Modeling the mechanics of covalently adaptable polymer networks with temperature-dependent bond exchange reactions

We study a class of polymers with bond exchange reactions that can rearrange the polymer network topology while maintaining the network integrity. Examples include the recently developed epoxy-acid network with transesterification reaction and polybutadiene polymer with olefin metathesis reaction. This class of polymers, although covalently crosslinked and thus insoluble, are rendered malleable through viscoelastic flow caused by the bond exchange reactions. The reaction also facilitates unique and technologically important behavior such as self-healing, thermoforming, and recyclability. Here we develop a thermodynamically consistent continuum model to describe the coupling between the macroscopic thermo-mechanics and the microscopic network-altering chemical reactions. Our basic approach is to decompose the network into groups of chains that are reformed at different times during the loading history; at any instant the network strain energy is obtained by summing the contributions from all chains. Evolution of the chain composition, determined by the temperature-dependent chemical reaction kinetics, changes the total strain energy and leads to macroscopic relaxation. Our model is applicable to general three-dimensional finite deformation with arbitrary thermal and mechanical boundary conditions.

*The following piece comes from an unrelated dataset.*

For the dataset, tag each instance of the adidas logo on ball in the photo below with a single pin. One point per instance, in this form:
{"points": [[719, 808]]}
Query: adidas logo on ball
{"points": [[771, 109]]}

In the case of isothermal processes, only four material parameters are required: two describing the mechanical behavior and two describing the chemical kinetics. Using the epoxy-acid network as an example, we show that our model captures the key features of recently reported experiments. An important feature of these materials is that they can be processed like a thermoplastic, while retaining the appealing properties of a thermoset. Specifically, one can deform the material and then heat it to relax stresses, after which it will maintain its deformed shape, although there may be some elastic springback. To this end, we use our model to derive simple analytical estimates for a fixity parameter, defined as the ratio of the permanent deformation after the thermomechanical process to the prescribed deformation. We also implement our model in a 3D nonlinear finite element code and use it to study two representative thermoforming examples: twisting of a strip and indentation of a substrate. We extract the fixity parameter from the finite element results and show that our analytical estimates provide a reasonable approximation.